I could almost hear the gears turning in her head. “And you can bring the plans you smuggled out of the council meeting?”
“Yes.”
She drew in a sharp breath. “Amani. Carrying something like that out of the Ziyaana … you’ll be taking a great risk.”
“It’s all a great risk, isn’t it?”
“We’ll arrange a handoff,” Arinaas said finally. “Keep safe in the following days, hm?”
“You too, Arinaas.”
al hoceima, andala
31
Several days later I boarded a cruiser with Idris and a small retinue and traveled east to Al Hoceima. Though Idris’s real intent was to check in on the state of his family and his home, he had timed the visit to his great-aunt’s birthday. Three years had passed since his last visit and I could see the nervousness in him as the cruiser landed in the city with a soft hiss.

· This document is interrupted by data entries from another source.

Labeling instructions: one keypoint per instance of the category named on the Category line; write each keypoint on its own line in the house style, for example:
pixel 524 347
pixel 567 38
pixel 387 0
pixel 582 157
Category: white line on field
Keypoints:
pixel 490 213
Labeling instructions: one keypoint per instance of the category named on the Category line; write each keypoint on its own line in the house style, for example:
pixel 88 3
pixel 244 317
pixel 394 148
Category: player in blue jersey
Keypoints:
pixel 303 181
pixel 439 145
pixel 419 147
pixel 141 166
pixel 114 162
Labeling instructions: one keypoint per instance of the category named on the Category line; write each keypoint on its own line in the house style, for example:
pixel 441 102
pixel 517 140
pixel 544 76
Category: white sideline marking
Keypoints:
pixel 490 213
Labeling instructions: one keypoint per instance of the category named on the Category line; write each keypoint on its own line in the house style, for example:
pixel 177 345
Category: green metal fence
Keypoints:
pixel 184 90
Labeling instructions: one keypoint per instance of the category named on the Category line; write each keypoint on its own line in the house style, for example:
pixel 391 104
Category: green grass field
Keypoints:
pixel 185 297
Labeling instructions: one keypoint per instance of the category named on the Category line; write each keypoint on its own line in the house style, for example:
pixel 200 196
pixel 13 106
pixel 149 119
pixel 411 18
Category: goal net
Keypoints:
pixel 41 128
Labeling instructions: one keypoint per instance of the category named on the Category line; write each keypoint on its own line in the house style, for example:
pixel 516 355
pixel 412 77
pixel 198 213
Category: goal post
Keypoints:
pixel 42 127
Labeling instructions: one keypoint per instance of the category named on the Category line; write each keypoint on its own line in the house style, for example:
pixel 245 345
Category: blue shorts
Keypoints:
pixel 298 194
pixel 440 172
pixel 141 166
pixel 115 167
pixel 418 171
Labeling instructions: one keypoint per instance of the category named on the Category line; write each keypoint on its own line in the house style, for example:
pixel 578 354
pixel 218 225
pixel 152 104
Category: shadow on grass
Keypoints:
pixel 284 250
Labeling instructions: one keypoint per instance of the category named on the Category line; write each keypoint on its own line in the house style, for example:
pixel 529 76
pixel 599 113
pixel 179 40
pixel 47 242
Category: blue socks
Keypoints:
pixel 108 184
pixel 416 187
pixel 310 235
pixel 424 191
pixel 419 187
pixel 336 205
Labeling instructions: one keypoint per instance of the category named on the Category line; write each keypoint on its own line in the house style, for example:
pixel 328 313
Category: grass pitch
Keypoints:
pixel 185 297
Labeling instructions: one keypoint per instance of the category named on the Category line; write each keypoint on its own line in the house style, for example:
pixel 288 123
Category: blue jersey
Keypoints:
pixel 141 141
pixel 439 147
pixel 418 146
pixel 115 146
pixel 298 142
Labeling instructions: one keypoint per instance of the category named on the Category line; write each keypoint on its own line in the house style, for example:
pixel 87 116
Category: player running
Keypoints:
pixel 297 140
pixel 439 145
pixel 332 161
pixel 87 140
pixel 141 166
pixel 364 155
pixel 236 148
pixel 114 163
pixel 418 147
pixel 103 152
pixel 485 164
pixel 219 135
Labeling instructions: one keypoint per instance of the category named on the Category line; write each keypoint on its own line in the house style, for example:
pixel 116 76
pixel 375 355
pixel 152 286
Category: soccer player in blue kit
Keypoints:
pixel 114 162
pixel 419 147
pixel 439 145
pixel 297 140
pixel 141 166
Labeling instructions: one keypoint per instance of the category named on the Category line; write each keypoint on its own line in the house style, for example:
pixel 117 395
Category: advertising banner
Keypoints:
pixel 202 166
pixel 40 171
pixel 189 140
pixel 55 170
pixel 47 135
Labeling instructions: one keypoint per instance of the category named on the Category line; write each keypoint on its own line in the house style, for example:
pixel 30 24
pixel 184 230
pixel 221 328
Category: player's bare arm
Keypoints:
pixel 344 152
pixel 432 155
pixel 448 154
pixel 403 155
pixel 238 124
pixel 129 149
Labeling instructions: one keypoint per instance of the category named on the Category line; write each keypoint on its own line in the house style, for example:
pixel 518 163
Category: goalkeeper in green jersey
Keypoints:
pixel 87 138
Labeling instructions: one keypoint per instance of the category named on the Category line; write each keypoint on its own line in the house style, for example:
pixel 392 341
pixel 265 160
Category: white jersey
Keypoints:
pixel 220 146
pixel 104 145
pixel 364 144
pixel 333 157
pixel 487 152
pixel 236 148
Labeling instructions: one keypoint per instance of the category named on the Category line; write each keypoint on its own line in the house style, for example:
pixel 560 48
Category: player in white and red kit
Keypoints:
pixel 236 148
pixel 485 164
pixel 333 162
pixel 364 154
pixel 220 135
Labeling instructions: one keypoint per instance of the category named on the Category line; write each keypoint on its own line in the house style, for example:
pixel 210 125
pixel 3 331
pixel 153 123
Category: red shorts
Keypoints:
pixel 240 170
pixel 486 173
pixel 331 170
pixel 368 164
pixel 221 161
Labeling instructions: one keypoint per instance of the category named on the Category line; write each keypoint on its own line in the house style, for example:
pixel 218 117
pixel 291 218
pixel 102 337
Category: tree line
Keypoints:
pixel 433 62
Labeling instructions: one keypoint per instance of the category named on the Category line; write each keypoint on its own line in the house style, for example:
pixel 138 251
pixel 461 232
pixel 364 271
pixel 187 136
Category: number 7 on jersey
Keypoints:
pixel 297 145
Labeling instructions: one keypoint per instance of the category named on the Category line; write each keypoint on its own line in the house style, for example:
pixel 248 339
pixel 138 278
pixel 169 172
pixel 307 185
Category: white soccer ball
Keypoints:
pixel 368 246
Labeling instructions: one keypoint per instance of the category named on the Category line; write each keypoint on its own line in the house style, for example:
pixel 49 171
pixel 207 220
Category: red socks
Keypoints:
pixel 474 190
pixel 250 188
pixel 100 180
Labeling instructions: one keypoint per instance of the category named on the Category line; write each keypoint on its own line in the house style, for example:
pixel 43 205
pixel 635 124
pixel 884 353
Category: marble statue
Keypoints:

While most of the Salihi clan was extinguished, some of Idris’s aunts and uncles had survived. A clan that had numbered in the thousands now numbered a little over a hundred, most of them either very old or very young. He knew the young better than he knew the old—the Vath had allowed him to keep in contact with his cousins, but not anyone who might have retained their loyalist leanings.
His aunt had lived to one hundred and five years and was now celebrating her hundred and sixth. It amazed me that anyone managed to live so long. Most of the elderly in my village didn’t make it past sixty. Poverty and war did not encourage long life.
The guest of honor, Naimah, sat at the front of the gathering hall, flanked by sisters and nieces. She was a small woman, more like a bird, with sharp eyes and a sharper nose. Her shoulders were stooped and her mouth curled. The daan on her face were a faded green, having never been retouched. The room was filled with women—I imagined all the women left to the Banu Salih, old and young alike. Only the very old among them, like Naimah, bore daan. They, like their great matriarch, flitted around the room in brightly colored garb, whispering and giggling with one another. The men, as they normally did when faced with so many women, had gathered in the back and monopolized the tea.
For my part, I stood by a window, my back turned to most of them.
From the window I could see the run-down city of Al Hoceima. In antiquity and before the occupation, it had been one of the greatest cities on the planet. The Lions of Al Hoceima had ruled from the northern coast all the way to the south of the continent. And when they’d married into the Ziyadis, they formed the largest army the world had ever seen. They’d marched across the planet, conquering everything in sight until nothing was left. Now, there was more dust than people. No one could afford to fix the roads or the houses. The filtration system that purified the poisoned water had nearly broken the city with its cost.